LeCun also said: “A fear that has been popularized by science fictions [is] that if robots are smarter than we are, they are going to want to take over the world . . . there is no correlation between being smart and wanting to take over.”

Nick Clegg: Hype has run ahead of technology

LeCun’s colleague, Nick Clegg, Meta’s president of global affairs, is equally downbeat about AI’s prospects. The “hype has somewhat run ahead of the technology,” he told the BBC. In many ways, AI models were “quite stupid,” he added.

Emily Bender: If you think AI is the equal of humans, you think little of humans

Emily Bender is one of the most prominent realists about AI’s potential, and a coauthor of a 2021 landmark paper highlighting how artificial intelligence models are little more than “stochastic parrots” that repeat things.

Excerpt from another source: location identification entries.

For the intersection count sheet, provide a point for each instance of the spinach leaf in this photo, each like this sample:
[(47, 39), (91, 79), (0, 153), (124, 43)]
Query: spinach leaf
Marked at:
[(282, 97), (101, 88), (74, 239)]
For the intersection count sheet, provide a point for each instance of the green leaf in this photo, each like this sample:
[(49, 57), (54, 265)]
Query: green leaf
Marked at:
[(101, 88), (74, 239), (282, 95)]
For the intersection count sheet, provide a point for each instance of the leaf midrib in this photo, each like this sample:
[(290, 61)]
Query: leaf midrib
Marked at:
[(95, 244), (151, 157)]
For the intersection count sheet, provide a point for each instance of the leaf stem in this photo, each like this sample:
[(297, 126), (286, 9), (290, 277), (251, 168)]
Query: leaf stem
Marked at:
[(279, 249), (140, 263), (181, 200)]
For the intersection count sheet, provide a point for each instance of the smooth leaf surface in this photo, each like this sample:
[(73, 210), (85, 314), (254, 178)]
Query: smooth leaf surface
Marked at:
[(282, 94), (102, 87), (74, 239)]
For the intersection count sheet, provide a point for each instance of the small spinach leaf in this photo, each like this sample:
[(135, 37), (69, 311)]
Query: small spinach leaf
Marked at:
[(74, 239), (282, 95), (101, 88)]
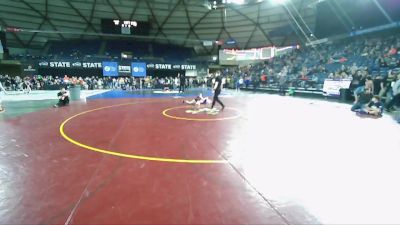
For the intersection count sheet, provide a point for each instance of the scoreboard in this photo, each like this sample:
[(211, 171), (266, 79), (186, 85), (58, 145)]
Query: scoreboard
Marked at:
[(127, 27)]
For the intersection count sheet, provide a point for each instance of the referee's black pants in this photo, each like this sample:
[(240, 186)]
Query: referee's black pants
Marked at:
[(216, 99)]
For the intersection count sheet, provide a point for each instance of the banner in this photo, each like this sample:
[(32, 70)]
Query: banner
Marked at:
[(138, 69), (124, 69), (68, 64), (332, 87), (167, 66), (110, 69)]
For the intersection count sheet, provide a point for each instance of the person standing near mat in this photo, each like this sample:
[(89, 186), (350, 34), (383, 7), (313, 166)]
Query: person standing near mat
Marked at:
[(217, 91), (182, 80), (2, 91)]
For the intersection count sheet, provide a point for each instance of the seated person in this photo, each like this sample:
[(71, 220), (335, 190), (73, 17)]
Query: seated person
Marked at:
[(362, 100), (63, 98), (374, 107), (199, 100)]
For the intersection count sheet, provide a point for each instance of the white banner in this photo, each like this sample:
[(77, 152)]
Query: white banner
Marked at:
[(332, 87)]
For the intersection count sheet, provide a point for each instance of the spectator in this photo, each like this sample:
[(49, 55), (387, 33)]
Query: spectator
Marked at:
[(396, 95)]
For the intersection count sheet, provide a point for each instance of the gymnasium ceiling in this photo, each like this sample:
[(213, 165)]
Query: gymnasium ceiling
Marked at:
[(182, 22)]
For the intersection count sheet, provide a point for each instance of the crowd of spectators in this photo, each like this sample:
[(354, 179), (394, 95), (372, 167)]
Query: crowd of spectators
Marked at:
[(39, 82), (307, 68)]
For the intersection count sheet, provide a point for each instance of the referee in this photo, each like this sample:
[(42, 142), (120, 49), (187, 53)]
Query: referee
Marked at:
[(182, 80), (217, 91)]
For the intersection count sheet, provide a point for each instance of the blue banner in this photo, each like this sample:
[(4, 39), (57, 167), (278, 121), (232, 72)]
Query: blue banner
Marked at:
[(139, 69), (110, 69)]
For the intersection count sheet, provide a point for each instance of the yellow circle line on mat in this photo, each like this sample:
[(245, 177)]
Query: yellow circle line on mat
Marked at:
[(199, 119), (110, 152)]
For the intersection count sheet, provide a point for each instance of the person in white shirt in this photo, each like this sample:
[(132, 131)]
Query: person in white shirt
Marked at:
[(396, 95), (2, 91)]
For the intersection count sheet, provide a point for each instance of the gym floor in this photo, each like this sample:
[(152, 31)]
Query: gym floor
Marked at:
[(143, 158)]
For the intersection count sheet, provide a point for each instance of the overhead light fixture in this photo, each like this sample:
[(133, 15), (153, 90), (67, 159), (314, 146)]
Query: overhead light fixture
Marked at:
[(279, 1), (238, 2)]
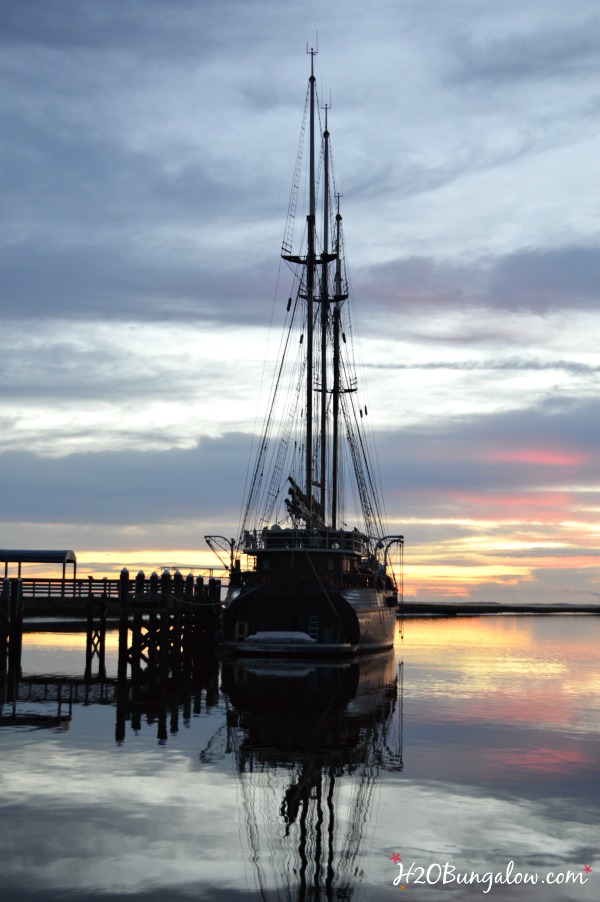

In a March interview with New York magazine, she said those that compare AI to humanity do a disservice to humans. “People want to believe so badly that these language models are actually intelligent that they’re willing to take themselves as a point of reference and devalue that to match what the language model can do,” Bender said.

Michio Kaku: AI is a glorified tape recorder

Michio Kaku, a theoretical physicist at City College of New York, told CNN in August that generative AI is not the amazing technology people seem to think it is. “It takes snippets of what’s on the web created by a human, splices them together, and passes it off as if it created these things,” Kaku said. “And people are saying, ‘Oh my God, it’s a human, it’s humanlike.’”

 

Far from it, the theoretical physicist said. It was nothing more than a “glorified tape recorder.”

Melanie Mitchell: Not humanlike understanding

Professor Melanie Mitchell of the Santa Fe Institute in New Mexico is another one who expresses caution about over-claiming AI’s capabilities. In an interview with New Scientist, she pointed out that large language models’ abilities lay in predicting the next word in a sentence—and little more.

“Simply scaling up these models is probably not going to take us to the kind of humanlike understanding that we want,” she said.

Noam Chomsky: AI shows “prehuman” intelligence

Famed philosopher Noam Chomsky cowrote a March essay for the New York Times about how ChatGPT showed false promise. “OpenAI’s ChatGPT, Google’s Bard, and Microsoft’s Sydney are marvels of machine learning,” he wrote. But that’s about as far as he was willing to go in praise of the technology.

“Such programs are stuck in a prehuman or nonhuman phase of cognitive evolution,” he wrote. “True intelligence is demonstrated in the ability to think and express improbable but insightful things.”

Evgeny Morozov: Neither artificial not intelligent

A leading author who translates complicated concepts into understandable formats for the public, Evgeny Morozov wrote in March that AI “is neither artificial nor intelligent. Machines cannot have a sense (rather than mere knowledge) of the past, the present and the future; of history, injury or nostalgia,” he wrote. “Without that, there’s no emotion, depriving bi-logic of one of its components. Thus, machines remain trapped in the singular formal logic. So there goes the ‘intelligence’ part.”